Thiazole-4-carboxamide adenine dinucleotide (TAD), the active metabolite of the oncolytic C-
nucleoside tiazofurin (TR), is susceptible to phosphodiesteratic breakdown by a unique
phosphodiesterase present at high levels in TR-resistant
tumors. Since accumulation of TAD, as regulated by its synthetic and degradative
enzymes, appears to be an important determinant for sensitivity to the
drug, a series of hydrolytically resistant
phosphonate analogues of TAD were synthesized with the intent of producing more stable compounds with an ability to inhibit
IMP dehydrogenase equivalent to TAD itself. Isosteric
phosphonic acid analogues of TR and
adenosine nucleotides were coupled with activated forms of
AMP and TR monophosphate to give dinucleotides 2 and 4. Coupling of protected
adenosine 5'-(alpha, beta-methylene)diphosphate with
isopropylidene-TR in the presence of DCC afforded compound 3 after deprotection.
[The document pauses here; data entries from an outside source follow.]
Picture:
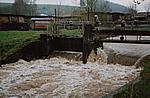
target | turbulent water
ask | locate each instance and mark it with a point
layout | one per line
(59, 77)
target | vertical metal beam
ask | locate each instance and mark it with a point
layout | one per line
(87, 38)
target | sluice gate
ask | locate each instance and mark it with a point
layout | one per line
(92, 39)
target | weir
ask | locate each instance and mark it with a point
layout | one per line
(93, 38)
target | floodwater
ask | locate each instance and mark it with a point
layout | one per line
(63, 76)
(58, 77)
(126, 54)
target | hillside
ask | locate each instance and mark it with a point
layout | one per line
(6, 8)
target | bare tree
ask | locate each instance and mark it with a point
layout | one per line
(89, 4)
(59, 7)
(147, 8)
(131, 10)
(102, 6)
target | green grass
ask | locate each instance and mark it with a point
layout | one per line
(12, 41)
(139, 90)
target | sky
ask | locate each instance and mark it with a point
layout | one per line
(77, 2)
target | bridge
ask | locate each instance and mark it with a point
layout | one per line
(95, 37)
(92, 39)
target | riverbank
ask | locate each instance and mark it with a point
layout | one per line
(12, 42)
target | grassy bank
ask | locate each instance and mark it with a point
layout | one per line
(139, 90)
(12, 41)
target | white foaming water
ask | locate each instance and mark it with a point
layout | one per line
(58, 77)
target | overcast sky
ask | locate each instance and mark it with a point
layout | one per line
(77, 2)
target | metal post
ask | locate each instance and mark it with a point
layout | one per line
(87, 37)
(88, 14)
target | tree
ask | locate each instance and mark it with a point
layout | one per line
(147, 8)
(102, 6)
(131, 10)
(89, 4)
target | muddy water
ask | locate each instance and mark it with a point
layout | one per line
(58, 77)
(125, 54)
(64, 76)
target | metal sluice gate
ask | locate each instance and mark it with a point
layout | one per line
(92, 39)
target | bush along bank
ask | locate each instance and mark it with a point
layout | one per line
(141, 89)
(16, 45)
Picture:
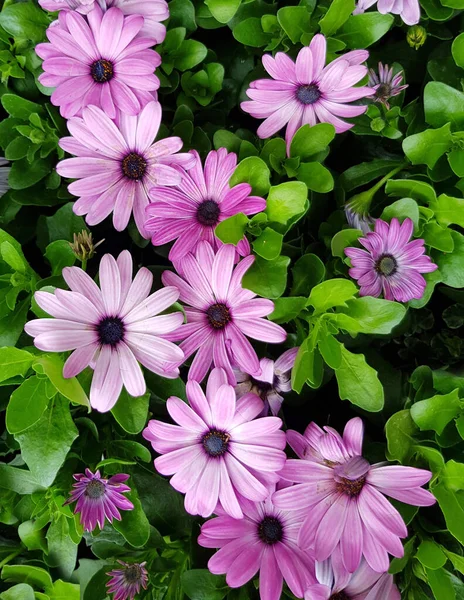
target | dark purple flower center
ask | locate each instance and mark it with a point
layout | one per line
(386, 265)
(102, 70)
(270, 530)
(215, 442)
(134, 166)
(308, 94)
(95, 489)
(208, 213)
(110, 330)
(218, 315)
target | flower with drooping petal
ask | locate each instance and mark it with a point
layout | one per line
(308, 92)
(217, 449)
(263, 541)
(115, 165)
(344, 496)
(273, 381)
(125, 582)
(391, 262)
(99, 499)
(190, 211)
(97, 61)
(385, 84)
(111, 328)
(364, 584)
(221, 314)
(409, 10)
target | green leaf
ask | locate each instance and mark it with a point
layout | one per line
(27, 404)
(427, 147)
(436, 412)
(267, 278)
(45, 445)
(131, 413)
(358, 382)
(255, 172)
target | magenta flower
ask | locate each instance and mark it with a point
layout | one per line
(125, 583)
(263, 541)
(307, 92)
(364, 584)
(190, 211)
(344, 496)
(218, 450)
(97, 61)
(221, 315)
(99, 499)
(111, 328)
(409, 10)
(115, 166)
(273, 381)
(391, 262)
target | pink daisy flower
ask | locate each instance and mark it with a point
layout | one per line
(117, 164)
(218, 450)
(98, 61)
(334, 582)
(263, 541)
(111, 328)
(99, 499)
(307, 91)
(344, 496)
(273, 381)
(126, 582)
(190, 211)
(221, 314)
(390, 262)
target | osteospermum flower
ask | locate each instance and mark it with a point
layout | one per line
(307, 91)
(218, 450)
(221, 314)
(391, 262)
(334, 582)
(115, 166)
(126, 582)
(99, 499)
(99, 62)
(263, 541)
(409, 10)
(385, 84)
(273, 381)
(190, 211)
(111, 328)
(344, 496)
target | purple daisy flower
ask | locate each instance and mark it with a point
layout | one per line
(344, 496)
(190, 211)
(307, 91)
(263, 541)
(99, 499)
(385, 84)
(111, 328)
(273, 381)
(391, 262)
(364, 584)
(125, 583)
(98, 61)
(221, 315)
(117, 164)
(218, 450)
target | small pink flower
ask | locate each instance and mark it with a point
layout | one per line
(218, 450)
(99, 499)
(307, 91)
(344, 496)
(190, 211)
(391, 262)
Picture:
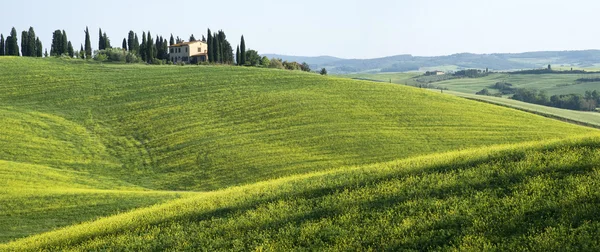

These compounds are more resistant than TAD toward hydrolysis and still retain potent activity against
IMP dehydrogenase in vitro.
beta-Methylene-TAD (3), the most stable of the TAD
phosphonate analogues, produced a depletion of
guanine nucleotide pools in an experimentally induced TR-resistant P388
tumor variant that was superior to that obtained with TR in the corresponding sensitive line.